PRODEGRE completed its first round of financing in Pudong, Shanghai, in early 2024 and officially commenced operations. As a biotechnology enterprise, PRODEGRE is dedicated to exploring novel mechanisms of protein degradation and innovative drug modalities. The company has established the Prodegre Atlas™ innovative platform for protein degradation and interaction, along with a deeply integrated translational medicine and biological development system. Grounded in fundamental degradation mechanisms and driven by target identification, PRODEGRE focuses on developing differentiated protein degraders for the central nervous system and inflammatory diseases. Currently, PDR-001, the world’s first peptide-based degrader, has entered clinical trials, while additional rationally designed oral molecular glues and novel degraders are being rapidly advanced through R&D.

 

Xu Jingzhao, Vice President and Chief Financial Officer of PRODEGRE, stated: “The company remains firmly confident in the clinical translation potential and long-term pipeline value of protein degradation technology for neurodegenerative diseases, neuroinflammation, and autoimmune disorders. We are continuously strengthening close communication with industry partners and investors, fully leveraging Shanghai’s comprehensive advantages in R&D, talent, and capital ecosystem to accelerate the development of a globally leading platform for protein degradation and neuroscience translation. Through continuous technological iteration and pipeline expansion, we aim to advance more First-in-class drugs into clinical trials, thereby introducing a powerful growth engine for the company’s future global layout.”


About PDR-001


PDR-001 is the world’s first peptide-based degrader to enter human clinical trials. As a first-in-class therapeutic modality, it utilizes a novel, non-CRBN-mediated degron to achieve degradation of pathogenic proteins. It has demonstrated significant efficacy in animal model evaluations and holds promise for providing safe, long-term therapeutic benefits to patients with early-to-mid stage Parkinson’s disease.

 

Get to the Core: From Supplementation to Clearance, Building a Long-Lasting “Cell Factory”

 

Traditional Parkinson’s disease medications primarily improve motor symptoms by replenishing dopamine but fail to slow disease progression. In contrast, PDR-001 is designed to target the pathological core—abnormally aggregated α-synuclein. By employing local injection of an AAV vector carrying specific peptide sequences, infected cells are transformed into “cell factories” that continuously express the peptides, thereby overcoming the short half-life associated with peptide-based therapeutics and enabling sustained expression following a single administration.
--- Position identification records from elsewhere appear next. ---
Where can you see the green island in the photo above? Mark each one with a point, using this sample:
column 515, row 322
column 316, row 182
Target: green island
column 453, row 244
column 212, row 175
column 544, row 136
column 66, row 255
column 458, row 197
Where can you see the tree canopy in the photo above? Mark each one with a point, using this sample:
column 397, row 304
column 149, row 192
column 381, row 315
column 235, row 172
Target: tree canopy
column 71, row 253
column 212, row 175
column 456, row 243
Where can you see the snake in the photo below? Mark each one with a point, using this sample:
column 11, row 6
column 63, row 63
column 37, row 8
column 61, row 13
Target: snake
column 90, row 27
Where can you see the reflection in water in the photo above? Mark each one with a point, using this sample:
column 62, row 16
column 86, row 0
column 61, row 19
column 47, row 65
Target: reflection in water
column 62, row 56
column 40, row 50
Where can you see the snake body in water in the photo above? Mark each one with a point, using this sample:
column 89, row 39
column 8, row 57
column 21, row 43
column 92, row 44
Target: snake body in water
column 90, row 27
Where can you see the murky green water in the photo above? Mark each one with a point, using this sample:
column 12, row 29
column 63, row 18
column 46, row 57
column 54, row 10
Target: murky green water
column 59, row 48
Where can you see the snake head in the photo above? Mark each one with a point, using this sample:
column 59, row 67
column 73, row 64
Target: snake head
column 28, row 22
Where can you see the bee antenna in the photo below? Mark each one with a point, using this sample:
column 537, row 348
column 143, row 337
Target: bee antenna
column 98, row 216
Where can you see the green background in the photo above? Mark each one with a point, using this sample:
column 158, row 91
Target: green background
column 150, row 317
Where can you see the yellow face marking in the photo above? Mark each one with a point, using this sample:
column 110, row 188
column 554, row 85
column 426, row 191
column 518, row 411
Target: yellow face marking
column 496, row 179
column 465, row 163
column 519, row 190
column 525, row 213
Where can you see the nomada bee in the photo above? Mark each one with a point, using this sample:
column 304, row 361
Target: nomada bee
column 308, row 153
The locally injected dose is 1–2 orders of magnitude lower than that required for systemic delivery, significantly reducing the risks of AAV-related hepatotoxicity and immunogenicity.

 

Innovative Mechanism: Differentiated Three-Stage Peptide Degradation Modality Expands the Druggable Space of Protein Degraders

 

What sets peptide degraders apart is their rational, three-part design strategy. The TAT cell-penetrating domain enables peptides to efficiently cross the blood–brain barrier and cell membranes, while the targeting peptide region achieves highly specific recognition of the target. More critically, the degradation domain can be designed directly as a Degron signal peptide based on the N-end rule pathway or C-end rule pathway, thereby overcoming the current heavy reliance of protein degraders on CRBN and greatly expanding the potential target space for degraders.